Clinton tourne la page de la guerre au Viêt-nam
HANOI - Comme un touriste, Bill Clinton
s'est payé hier un phô (soupe
vietnamienne) dans un petit
restaurant de Ho Chi Minh-Ville,
où le patron l'a complimenté sur sa
maîtrise du maniement des
baguettes. Puis, déambulant dans
une rue commerçante du
centre-ville de l'ancien Saigon, le
président américain a pu juger, une
nouvelle fois, de sa surprenante popularité, les foules se précipitant
pour lui serrer la main, en dépit d'un strict dispositif policier.
Comme
ce fut le cas à son arrivée à Hanoi, jeudi soir, des dizaines de milliers
d'habitants ont applaudi, samedi, sur le passage de son cortège dans
la capitale méridionale. «C'est incroyable», a-t-il confié par la suite
aux journalistes. Il devait quitter le pays hier soir, à l'issue d'une visite
officielle de quatre jours que le Viêt-nam n'est pas près d'oublier.

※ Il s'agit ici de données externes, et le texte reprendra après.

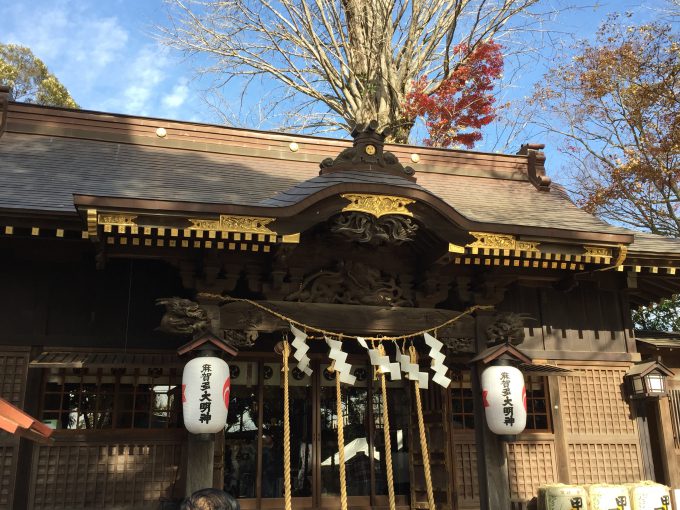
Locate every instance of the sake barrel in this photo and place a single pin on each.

Déminage. «Avant, nous étions ennemis, aujourd'hui nous sommes
partenaires», a assuré Clinton samedi sur un site de fouilles, près de
Hanoi, où sont recherchés les restes d'un pilote américain abattu en
1967. Le Président, qui avait fait de la coopération de Hanoi dans la
recherche des soldats américains disparus pendant la guerre du
Viêt-nam (1964-1975) un préalable au rétablissement des relations
diplomatiques, a réitéré l'intention des Etats-Unis d'élucider le sort des
1 992 missing in action (disparus) restants. Promettant une aide pour
la recherche des 300 000 bo-doi (soldats nord-vietnamiens) disparus
au combat, il s'est aussi engagé à épauler le Viêt-nam dans ses
opérations de déminage - «jusqu'à ce que vous ayez trouvé toutes
les mines et toutes les munitions non explosées». Paradoxalement,
les Etats-Unis et le Viêt-nam font partie des 54 pays ayant refusé de
signer le traité international d'interdiction des mines antipersonnel de
1997.
«Les années d'animosité appartiennent désormais au passé», a
également lancé hier Clinton à un auditoire d'hommes d'affaires dans
l'ex-Saigon, tout en annonçant 200 millions de dollars de crédits et
des mesures incitatives pour les investisseurs américains.
«Ingérences». C'est avec animosité que le régime communiste a
réagi aux remarques sur les droits de l'homme adressées vendredi par
Clinton - même si la télévision, qui retransmettait en direct ses propos,
avait omis de traduire les passages sacrilèges. Le secrétaire général
du Parti communiste, Le Kha Phieu, qui avait reçu Clinton samedi, l'a
réprimandé sur ses «ingérences». Le président américain ne s'est pas
gêné pour récidiver, hier, en affirmant que «personne ne devrait nier
au peuple vietnamien la possibilité de vivre mieux». Il a plaidé pour
une réconciliation du Viêt-nam avec sa diaspora - très anticommuniste
-, forte d'un million de personnes aux Etats-Unis.
Par Philippe Grangereau - Libération, le 20 Novembre 2000.